A situação enfrentada por Juliana se repete em outras instituições. Em julho de 2026, uma feira de adoção realizada em Goiânia apresentou animais mantidos por um abrigo que acolhe mais de 100 resgatados e possui despesas mensais superiores a R$ 20 mil.

A lotação dos abrigos e das casas de protetores cria um ciclo difícil de interromper. Sem adoções, os animais já resgatados continuam ocupando as vagas disponíveis. Ao mesmo tempo, novos casos de abandono surgem e não conseguem ser atendidos pela falta de estrutura.

Uma campanha para encontrar lares temporários para animais vítimas de maus-tratos em Goiânia prevê apoio veterinário e alimentação às famílias participantes. A medida busca ampliar a capacidade de acolhimento sem concentrar todos os animais em abrigos.

Adoção deve ser uma decisão responsável

Iniciativas voltadas à conscientização procuram aumentar a visibilidade dos cães sem raça definida. Goiânia já recebeu o primeiro Encontro de Vira-Latas, criado para valorizar esses animais, divulgar o trabalho dos abrigos e incentivar a adoção responsável.

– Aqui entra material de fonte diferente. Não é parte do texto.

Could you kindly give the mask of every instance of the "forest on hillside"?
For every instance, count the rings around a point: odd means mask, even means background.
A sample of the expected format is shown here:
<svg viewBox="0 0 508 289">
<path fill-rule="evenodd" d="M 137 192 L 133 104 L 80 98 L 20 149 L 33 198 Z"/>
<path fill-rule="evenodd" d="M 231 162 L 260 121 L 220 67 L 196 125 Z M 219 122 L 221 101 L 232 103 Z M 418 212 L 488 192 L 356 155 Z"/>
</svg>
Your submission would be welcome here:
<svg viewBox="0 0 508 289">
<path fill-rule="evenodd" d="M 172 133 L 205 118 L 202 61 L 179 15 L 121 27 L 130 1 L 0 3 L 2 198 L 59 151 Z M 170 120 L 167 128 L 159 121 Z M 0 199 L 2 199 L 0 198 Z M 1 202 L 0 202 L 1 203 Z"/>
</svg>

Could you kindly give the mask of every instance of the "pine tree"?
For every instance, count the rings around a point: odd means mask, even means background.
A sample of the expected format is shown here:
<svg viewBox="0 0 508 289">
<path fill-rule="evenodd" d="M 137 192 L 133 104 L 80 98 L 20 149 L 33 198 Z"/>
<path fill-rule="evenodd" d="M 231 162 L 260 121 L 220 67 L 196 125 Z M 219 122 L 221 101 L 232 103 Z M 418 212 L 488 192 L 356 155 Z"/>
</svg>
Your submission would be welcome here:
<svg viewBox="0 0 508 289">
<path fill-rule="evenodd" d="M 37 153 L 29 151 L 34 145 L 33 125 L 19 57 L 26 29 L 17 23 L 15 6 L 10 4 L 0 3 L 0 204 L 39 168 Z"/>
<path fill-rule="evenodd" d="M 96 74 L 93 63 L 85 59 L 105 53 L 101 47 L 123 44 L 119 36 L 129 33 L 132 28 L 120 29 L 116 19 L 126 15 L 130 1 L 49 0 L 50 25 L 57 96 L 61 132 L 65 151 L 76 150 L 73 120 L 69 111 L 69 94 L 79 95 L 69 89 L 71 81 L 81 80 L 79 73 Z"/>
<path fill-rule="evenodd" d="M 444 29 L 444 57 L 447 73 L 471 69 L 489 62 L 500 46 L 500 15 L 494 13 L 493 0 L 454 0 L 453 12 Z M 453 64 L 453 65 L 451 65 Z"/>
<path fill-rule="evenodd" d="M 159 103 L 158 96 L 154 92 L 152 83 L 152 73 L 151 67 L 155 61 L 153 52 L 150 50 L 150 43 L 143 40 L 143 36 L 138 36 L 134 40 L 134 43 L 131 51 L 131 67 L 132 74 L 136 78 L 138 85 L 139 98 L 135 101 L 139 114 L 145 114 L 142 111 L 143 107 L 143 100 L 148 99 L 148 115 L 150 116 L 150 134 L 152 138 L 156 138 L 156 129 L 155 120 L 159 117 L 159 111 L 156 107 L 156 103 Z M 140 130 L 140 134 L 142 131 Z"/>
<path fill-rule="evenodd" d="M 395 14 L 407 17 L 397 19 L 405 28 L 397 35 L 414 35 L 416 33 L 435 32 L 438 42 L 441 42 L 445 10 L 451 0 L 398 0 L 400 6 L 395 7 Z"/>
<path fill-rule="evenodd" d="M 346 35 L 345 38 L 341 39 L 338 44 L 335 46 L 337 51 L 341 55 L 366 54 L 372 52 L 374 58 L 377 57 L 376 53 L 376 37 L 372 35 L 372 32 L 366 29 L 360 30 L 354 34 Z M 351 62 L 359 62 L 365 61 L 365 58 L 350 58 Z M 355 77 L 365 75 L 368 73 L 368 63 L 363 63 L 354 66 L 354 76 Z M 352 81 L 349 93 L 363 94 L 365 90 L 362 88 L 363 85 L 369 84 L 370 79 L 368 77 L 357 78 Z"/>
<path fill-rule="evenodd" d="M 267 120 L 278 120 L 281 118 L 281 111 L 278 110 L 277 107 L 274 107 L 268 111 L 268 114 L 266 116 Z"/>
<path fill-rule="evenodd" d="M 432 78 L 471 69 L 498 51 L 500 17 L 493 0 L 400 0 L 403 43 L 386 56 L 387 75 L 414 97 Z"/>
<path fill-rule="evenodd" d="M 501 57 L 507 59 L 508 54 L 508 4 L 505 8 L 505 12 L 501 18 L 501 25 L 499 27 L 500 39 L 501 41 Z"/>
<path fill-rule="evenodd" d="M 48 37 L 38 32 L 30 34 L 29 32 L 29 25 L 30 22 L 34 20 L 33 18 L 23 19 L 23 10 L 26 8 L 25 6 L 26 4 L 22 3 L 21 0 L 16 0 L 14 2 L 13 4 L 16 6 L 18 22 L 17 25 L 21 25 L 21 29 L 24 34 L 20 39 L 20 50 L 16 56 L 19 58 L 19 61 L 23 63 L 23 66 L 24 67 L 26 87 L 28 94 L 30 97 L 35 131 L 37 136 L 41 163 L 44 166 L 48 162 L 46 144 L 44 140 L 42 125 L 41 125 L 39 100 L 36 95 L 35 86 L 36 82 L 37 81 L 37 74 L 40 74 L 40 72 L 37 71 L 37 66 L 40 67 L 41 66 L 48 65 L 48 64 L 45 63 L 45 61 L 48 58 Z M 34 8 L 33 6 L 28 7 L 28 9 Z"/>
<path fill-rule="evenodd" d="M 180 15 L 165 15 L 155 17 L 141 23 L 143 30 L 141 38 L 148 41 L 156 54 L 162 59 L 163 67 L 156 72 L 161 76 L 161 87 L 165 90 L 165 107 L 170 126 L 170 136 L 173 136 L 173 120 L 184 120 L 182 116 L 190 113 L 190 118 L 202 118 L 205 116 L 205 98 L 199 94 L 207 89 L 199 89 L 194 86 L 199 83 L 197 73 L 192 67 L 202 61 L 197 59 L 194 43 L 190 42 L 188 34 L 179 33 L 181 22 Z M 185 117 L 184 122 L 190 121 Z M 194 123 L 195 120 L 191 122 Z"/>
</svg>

Juliana afirma que os vira-latas são inteligentes, amorosos e capazes de desenvolver uma relação de lealdade com quem oferece uma oportunidade. A adoção, entretanto, não deve acontecer por impulso ou apenas como resultado da repercussão de uma publicação.

Antes de levar um animal para casa, a família precisa avaliar se possui tempo, espaço e condições financeiras para garantir alimentação, atendimento veterinário, segurança e cuidados durante toda a vida do pet.

“O amor de um animal resgatado ou adotado transcende o entendimento humano. É uma ligação profunda de amizade, lealdade e amor incondicional. As pessoas que adotam também são salvas, porque os animais resgatam em nós a pureza e a criança adormecida”, concluiu Juliana.